2) "Come home America" was a quote from Martin Luther King, and though of course it had isolationist resonances, in the context of both King and McGovern's speeches it was not literally geographic--it was a figurative call for America to "come home" to its founding ideals.
3) Democrats only started accusing each other of "McGovernism," equating that with "isolationism" starting in the early 1980s, in the context of debates about Central America--ie, if we ignored Communist encroachments there, Democrats would lose 49 states.
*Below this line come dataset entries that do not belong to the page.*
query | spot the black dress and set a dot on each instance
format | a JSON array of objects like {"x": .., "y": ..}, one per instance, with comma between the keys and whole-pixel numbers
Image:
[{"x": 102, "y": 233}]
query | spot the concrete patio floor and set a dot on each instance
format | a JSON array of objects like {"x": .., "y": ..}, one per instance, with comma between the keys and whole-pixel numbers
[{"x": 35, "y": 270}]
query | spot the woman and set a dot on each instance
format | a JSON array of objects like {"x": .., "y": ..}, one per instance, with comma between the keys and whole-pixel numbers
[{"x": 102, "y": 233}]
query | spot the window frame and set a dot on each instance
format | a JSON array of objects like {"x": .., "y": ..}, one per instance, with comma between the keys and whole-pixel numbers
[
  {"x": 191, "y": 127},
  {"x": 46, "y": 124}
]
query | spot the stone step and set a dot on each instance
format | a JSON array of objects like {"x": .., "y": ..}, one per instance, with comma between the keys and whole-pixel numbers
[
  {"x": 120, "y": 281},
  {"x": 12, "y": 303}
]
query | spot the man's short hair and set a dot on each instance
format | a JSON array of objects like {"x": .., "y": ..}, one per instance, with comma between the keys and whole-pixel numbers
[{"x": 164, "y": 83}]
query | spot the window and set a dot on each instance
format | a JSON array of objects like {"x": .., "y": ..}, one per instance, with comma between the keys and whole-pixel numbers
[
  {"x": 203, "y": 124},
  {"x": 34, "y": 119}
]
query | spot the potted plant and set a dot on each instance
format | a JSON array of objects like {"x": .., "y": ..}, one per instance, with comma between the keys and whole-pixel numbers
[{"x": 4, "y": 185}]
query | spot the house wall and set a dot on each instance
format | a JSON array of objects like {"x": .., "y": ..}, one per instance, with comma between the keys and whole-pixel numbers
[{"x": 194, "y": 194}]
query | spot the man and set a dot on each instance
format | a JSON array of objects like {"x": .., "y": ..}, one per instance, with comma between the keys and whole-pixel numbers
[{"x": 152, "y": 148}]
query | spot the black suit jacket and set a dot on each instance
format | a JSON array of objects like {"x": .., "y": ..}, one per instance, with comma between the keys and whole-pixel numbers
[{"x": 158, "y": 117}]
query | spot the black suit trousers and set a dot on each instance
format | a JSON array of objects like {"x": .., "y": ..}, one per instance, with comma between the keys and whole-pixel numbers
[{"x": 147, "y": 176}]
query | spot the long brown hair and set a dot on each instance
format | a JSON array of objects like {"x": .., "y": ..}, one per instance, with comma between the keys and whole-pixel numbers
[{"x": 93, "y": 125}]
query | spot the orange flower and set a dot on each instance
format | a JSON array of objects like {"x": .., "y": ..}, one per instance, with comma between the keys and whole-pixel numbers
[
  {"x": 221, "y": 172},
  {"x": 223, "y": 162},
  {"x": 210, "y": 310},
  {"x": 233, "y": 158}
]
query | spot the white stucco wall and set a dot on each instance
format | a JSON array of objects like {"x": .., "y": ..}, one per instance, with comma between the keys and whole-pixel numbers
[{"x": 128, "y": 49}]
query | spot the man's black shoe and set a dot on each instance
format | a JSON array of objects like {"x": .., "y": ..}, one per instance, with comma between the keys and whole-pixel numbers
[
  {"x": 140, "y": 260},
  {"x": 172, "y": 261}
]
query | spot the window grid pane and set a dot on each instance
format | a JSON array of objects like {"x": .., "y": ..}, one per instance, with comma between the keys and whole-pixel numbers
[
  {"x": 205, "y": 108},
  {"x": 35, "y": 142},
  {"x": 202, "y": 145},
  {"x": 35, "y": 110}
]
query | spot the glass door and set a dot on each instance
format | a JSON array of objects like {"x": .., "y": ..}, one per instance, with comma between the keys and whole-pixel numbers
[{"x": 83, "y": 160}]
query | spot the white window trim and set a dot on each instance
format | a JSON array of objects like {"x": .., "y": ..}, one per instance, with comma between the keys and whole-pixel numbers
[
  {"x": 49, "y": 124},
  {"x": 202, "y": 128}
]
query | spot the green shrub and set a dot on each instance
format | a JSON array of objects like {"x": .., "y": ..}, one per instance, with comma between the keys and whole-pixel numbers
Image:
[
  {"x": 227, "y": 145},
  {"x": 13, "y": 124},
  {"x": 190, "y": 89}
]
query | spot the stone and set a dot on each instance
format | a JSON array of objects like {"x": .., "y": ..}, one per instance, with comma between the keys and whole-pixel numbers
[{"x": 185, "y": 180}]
It was an accusation Walter Mondale pioneered against Gary Hart (McGovern's campaign manager) for his announced reluctance to commit ground troops to protect oil in the Persian Gulf and (according to a Mondale spokesman) for continuing "the McGovern legacy of resistance to military spending and American involvement abroad." (Then, of course, Mondale lost 49 states...)
4) By 1986 you could be accused of "McGovernism" for basically paraphrasing things Nixon and Kissinger said in 1972. There was a columnist in the Post named Stephen S. Rosenfeld (I hadn't heard of him before) who excoriated a Hart foreign policy position paper for claiming "superpowers no longer dominate the world and 'the diffusion of power is the defining reality of our age.'" You can look it up (for example, Nixon's July 6, 1971 speech in Kansas CIty to a gathering of media executives, about which your colleague John Judis writes brilliantly in his 1992 book Grand Illusions: Critics and Champions of the American Century): that utterance was Nixon-Kissingerist to a T. And yet this Rosenfeld called it "one of those amorphous generalities that seem to come with the Democratic Party card."
Thus my ultimate point: "McGovernism" is a word not signifying an idea but a cudgel to short-circuit thought and honest historical reckoning.